For Mike Edwards, former CEO of Borders, his brief reign at the troubled retailer was like an “incredibly crazy movie.” Speaking at the Association for Corporate Growth’s Annual Retail Conference, held yesterday at the New York Athletic Club in Manhattan, Edwards frankly recalled the frustration of working to keep Borders, one of the nation’s largest booksellers, from bankruptcy.

Interviewed by Randy Schwimmer, head of Capital Markets at Churchill Financial, Edwards talked briefly about his long resume of successful retail ventures, as well as two of his former companies—CompUSA, and Borders—that were essentially “digitized,” pointing out how even large, dominant businesses can quickly find themselves facing demise.

Edwards, a 30-year retail veteran who was just named chairman of the Wicked Quick apparel chain, joined Borders in September, 2009, as executive v-p and chief merchandising officer. By January, 2010, he was interim CEO—a job, he recalled, that came with some difficult marching orders: raise about $130 million immediately, or the company was gone. “None of that was in the brochure,” Edwards quipped.

In June 2010, now officially Borders CEO, Edwards said he realized the tough road the company faced when he looked to the company’s fourth quarter projections. “In this business, you make almost your entire profits in the fourth quarter,” he explained. Those projections, he said, made him “very, very uncomfortable.”

With its credit tightened, Edwards said the company soon found itself with no choice but to hold back its payables. He recalled how some anxious publishers would often send people to physically pick up checks from Borders headquarters. This time, those people came—but there were no checks, and thus began the cascade of events that ended with the company’s bankruptcy.

Although he said 200 or so Borders stores were making money, the rest were not, and some 120 stores were simply “bleeding cash,” with few options, as the “average” lease for these stores had about 8-10 years left on it, Edwards noted, and landlords were not going to simply allow Borders to walk away, making closures expensive propositions. By the end of 2010, “we knew we were in trouble,” Edwards said, “and so did the banks.” He noted that a possible merger with Barnes & Noble was floated, but that only “one half” thought that deal made any sense, suggesting B&N showed no interest in a deal.

Edwards spoke frankly about the bankruptcy process, describing an agonizing, draining push to restructure the company and negotiate with creditors. “We put together the best business plan of my life,” he said, “for the worst outcome.” When potential investors backed out just hours before a fateful court hearing, the game was over. The next day, Edwards recounted how he told some 10,000 employees they would be losing their jobs. And just like that, a 40 year-old brand that once peaked at over $4.5 billion in sales was gone.

So what were Borders’ fatal mistakes? Edwards said the company’s death spiral began in the late 1990s, when the company embarked on a strategy of “growth for growth’s sake.” An international expansion effort drained cash, and “distracted” officials from the U.S. business, Edwards said.
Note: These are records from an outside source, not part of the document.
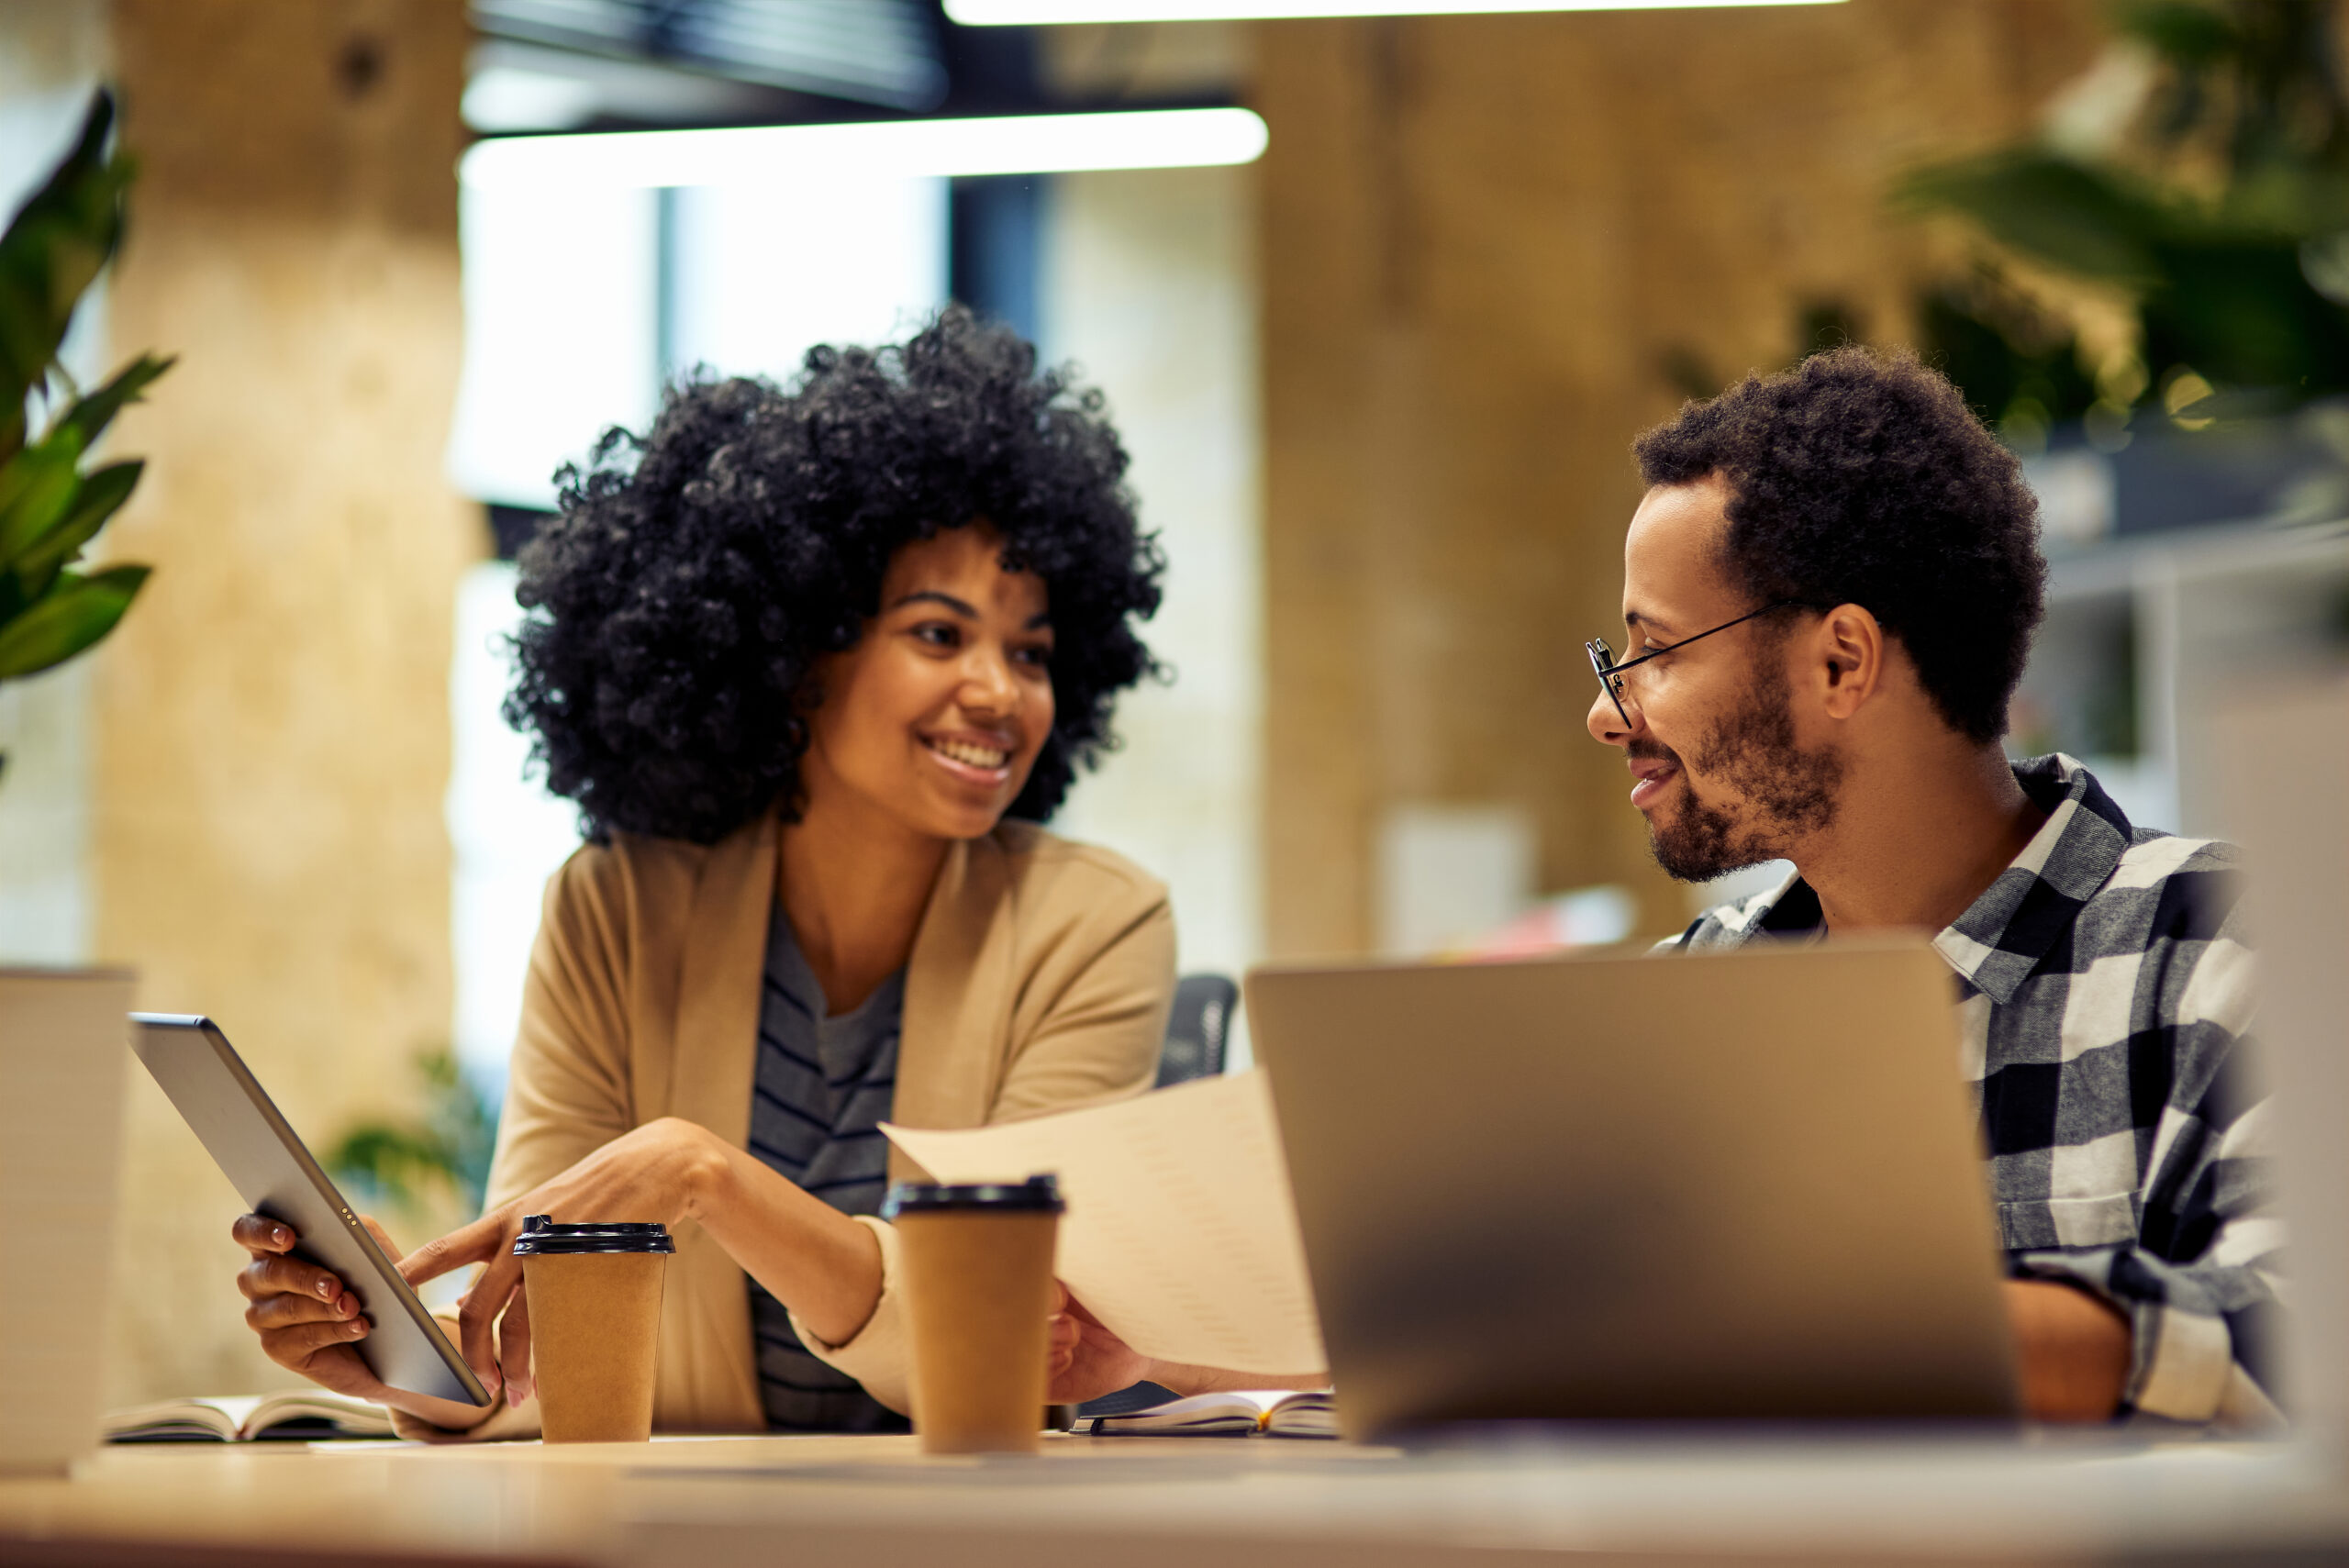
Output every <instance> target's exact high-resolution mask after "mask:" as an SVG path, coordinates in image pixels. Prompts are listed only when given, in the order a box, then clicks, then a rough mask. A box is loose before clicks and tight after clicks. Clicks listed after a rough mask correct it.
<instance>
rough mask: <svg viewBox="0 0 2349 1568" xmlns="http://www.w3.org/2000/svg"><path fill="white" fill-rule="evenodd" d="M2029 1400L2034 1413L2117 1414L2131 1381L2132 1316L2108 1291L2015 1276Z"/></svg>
mask: <svg viewBox="0 0 2349 1568" xmlns="http://www.w3.org/2000/svg"><path fill="white" fill-rule="evenodd" d="M2006 1319H2008V1322H2011V1324H2013V1329H2015V1361H2018V1366H2020V1371H2022V1408H2025V1411H2030V1415H2032V1418H2034V1420H2112V1413H2114V1411H2116V1408H2119V1406H2121V1390H2123V1387H2128V1359H2131V1329H2128V1319H2126V1317H2123V1314H2121V1310H2119V1307H2114V1305H2112V1303H2109V1300H2105V1298H2102V1296H2091V1293H2088V1291H2081V1289H2077V1286H2069V1284H2060V1282H2055V1279H2008V1282H2006Z"/></svg>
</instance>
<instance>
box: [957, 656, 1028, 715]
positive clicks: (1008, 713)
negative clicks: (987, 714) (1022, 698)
mask: <svg viewBox="0 0 2349 1568" xmlns="http://www.w3.org/2000/svg"><path fill="white" fill-rule="evenodd" d="M963 704H965V707H970V709H980V711H987V714H1010V711H1015V709H1017V707H1019V681H1015V678H1012V667H1010V660H1008V657H1003V650H1001V648H972V650H970V655H968V657H965V660H963Z"/></svg>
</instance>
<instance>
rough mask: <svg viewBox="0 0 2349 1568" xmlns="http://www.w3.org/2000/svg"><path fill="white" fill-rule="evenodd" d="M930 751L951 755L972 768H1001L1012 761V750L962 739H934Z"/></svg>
mask: <svg viewBox="0 0 2349 1568" xmlns="http://www.w3.org/2000/svg"><path fill="white" fill-rule="evenodd" d="M930 751H937V753H940V756H951V758H954V761H956V763H968V765H970V768H1001V765H1003V763H1005V761H1010V751H996V749H994V746H972V744H970V742H961V739H933V742H930Z"/></svg>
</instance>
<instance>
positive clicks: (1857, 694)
mask: <svg viewBox="0 0 2349 1568" xmlns="http://www.w3.org/2000/svg"><path fill="white" fill-rule="evenodd" d="M1806 653H1809V667H1811V669H1809V678H1811V681H1813V685H1816V692H1818V702H1820V707H1823V709H1825V711H1828V716H1830V718H1851V716H1853V714H1858V711H1860V707H1865V702H1867V699H1870V697H1872V695H1875V692H1877V688H1879V685H1882V683H1884V653H1886V648H1884V627H1879V624H1877V617H1875V615H1870V613H1867V610H1863V608H1860V606H1856V603H1839V606H1835V608H1832V610H1828V613H1825V615H1820V617H1818V624H1816V627H1811V634H1809V638H1806Z"/></svg>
And, a stock buyback at around $30 per share announced in 2005 further crippled the company. An additional $300 million on the balance sheet, Edwards suggested, might have made the difference.

But Borders’ most crucial strategic blunder, he suggested, was not taking the Internet seriously enough in its early days and initially outsourcing its online business to “We just handed our customer base to Amazon,” Edwards lamented. “The view was that people were going to be in the stores.”

Schwimmer seized on that point to talk about the shift in bookselling, and the cultural shift to e-books. He asked the audience how many people had downloaded a book in the last month—nearly the entire room seemed to raise their hands. He then asked how many people had purchased a book at a bookstore in the same period—once again, a vast majority of hands went up. Scwhimmer suggested that was encouraging, and that e-books, and print books were not mutually exclusive, and there was room for both.

Edwards agreed, but outlined the challenges facing physical retailers. As a percentage of book sales transition to e-book sales, what do stores do with their extra square feet, for example? If half of all sales will soon be digital, how does a bookstore get smaller? And, how do brick-and-mortar retailers compete on price? Edwards recalled his most recent experience buying a television, where he went to a chain store, found the model he wanted, pulled out his iPhone and quickly found a cheaper price online, with free shipping. When presented with the option to match the price, the store declined, and lost the sale. The same thing happened frequently in Borders’ stores, Edwards noted, playfully calling these customers “cheaters,” as they would came to the store, browse, read, have a cup of coffee, then pull out their phones and use the free wifi to buy the book more cheaply from Amazon.

In other words, not only are physical bookstores facing a challenge from more readers downloading e-books direct to devices, Edwards suggested the ability of online competitors like Amazon to manage inventory and deliver physical products quickly and cheaply was also a significant a challenge to brick-and-mortar retailers as consumers can now dial up a cheaper price, usually with free shipping, right from their smartphones. Borders had "22% operating costs that Amazon doesn't have," Edwards noted, saying that made it hard to compete.